A five-stage context-extension strategy is adopted. Stage 1 fine-tunes the entire model on 3-second clips (with a higher learning rate for TTT layers). Stages 2-5 progressively fine-tune on 9/18/30/63-second videos, while freezing most parameters and only training the TTT layers, gating, and self-attention layers to preserve pretrained knowledge. The dataset is based on approximately 7 hours of "Tom and Jerry" animations, manually annotated with storyboards, and enhanced to 720×480 resolution using a video super-resolution model.

Key Experimental Results

Main Results

Evaluation Metric Mamba 2 Gated DeltaNet Sliding Window TTT-MLP TTT-MLP Gain
Text Following 985 983 1016 1014 -
Motion Naturalness 976 984 1000 1039 +39 vs 2nd
Aesthetics 963 993 1006 1037 +31 vs 2nd
Temporal Consistency 988 1004 975 1042 +38 vs 2nd
Average 978 991 999 1033 +34 vs 2nd

Ablation Study

Configuration 63s Avg Elo 18s Avg Elo Description
TTT-MLP 1033 977 Best on long videos, second best on short videos
Gated DeltaNet 991 1005 Best on short videos, second on long videos
Mamba 2 978 978 Mediocre overall performance
TTT-Linear Eliminated Lower than TTT-MLP Linear hidden state is insufficient
Local Attention Eliminated Worst No cross-segment modeling capability

Key Findings

  • TTT-MLP outperforms the runner-up by 34 Elo points on 63-second long videos, but underperforms Gated DeltaNet by 28 Elo points on 18-second short videos (~100k tokens), indicating that the advantage of non-linear hidden states only manifests in longer contexts.
  • TTT-MLP inference is 1.4x slower than Gated DeltaNet, and its training is 2.1x slower. However, this is still a massive improvement compared to the 11x inference overhead of global attention.
  • Video artifacts (unnatural motion, object morphing) remain a common issue across all methods, which likely stems from the inherent limitations of the base pretrained model, CogVideo-X 5B.

Highlights & Insights

  • The insight of TTT layers is profound—framing self-supervised learning as an RNN state compression mechanism transforms the observation "learned knowledge = compressed data" into a trainable sequence modeling layer, establishing an elegant theoretical framework.
  • The hybrid architecture of local attention + global TTT achieves efficient long-context processing. This hierarchical strategy of "local-fine + global-coarse" can be transferred to other long-sequence tasks.
  • On-Chip Tensor Parallelism is a clever system-level design.

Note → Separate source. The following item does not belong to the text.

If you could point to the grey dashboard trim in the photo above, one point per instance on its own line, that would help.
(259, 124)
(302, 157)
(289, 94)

It applies the concept of cross-GPU tensor parallelism to cross-SM parallelism within a single GPU, opening up a new paradigm for the efficient implementation of large hidden state RNNs.

Limitations & Future Work

  • Evaluated only within the "Tom and Jerry" animation domain; not tested on real-world videos, leaving generalization capabilities questionable.
  • Inference efficiency is still inferior to Mamba/DeltaNet, leaving significant room for kernel optimization (e.g., register spilling, asynchronous instruction scheduling).
  • TTT-MLP underperforms Gated DeltaNet in short contexts (18 seconds / 100k tokens), suggesting that non-linear hidden states may be over-parameterized on short sequences.
  • Future work could scale the hidden state into larger networks (e.g., Transformers) to support even longer video generation.
  • vs Mamba 2 / DeltaNet: These methods use linear matrix hidden states, which perform well in short contexts but are limited in long contexts. TTT-MLP breaks this bottleneck by utilizing a non-linear MLP hidden state.
  • vs Sliding Window Attention: Sliding window attention has a fixed receptive field (e.g., 8192 tokens ≈ 1.5 seconds) and cannot capture long-range dependencies across scenes.
  • vs Story Generation Methods (e.g., StoryDiffusion): Story generation requires additional components to maintain scene consistency, whereas TTT accomplishes end-to-end, single-pass generation.

Rating

  • Novelty: ⭐⭐⭐⭐⭐ First application of TTT layers in video generation, with a profound core contribution.
  • Experimental Thoroughness: ⭐⭐⭐⭐ Rigorously designed human evaluation (100 videos × 6 methods), but restricted to a single animation domain.
  • Writing Quality: ⭐⭐⭐⭐⭐ Well-written, with clear motivation and detailed explanation of system design.
  • Value: ⭐⭐⭐⭐ A landmark achievement in long-video generation, though practical utility is currently limited by domain specificity and artifacts.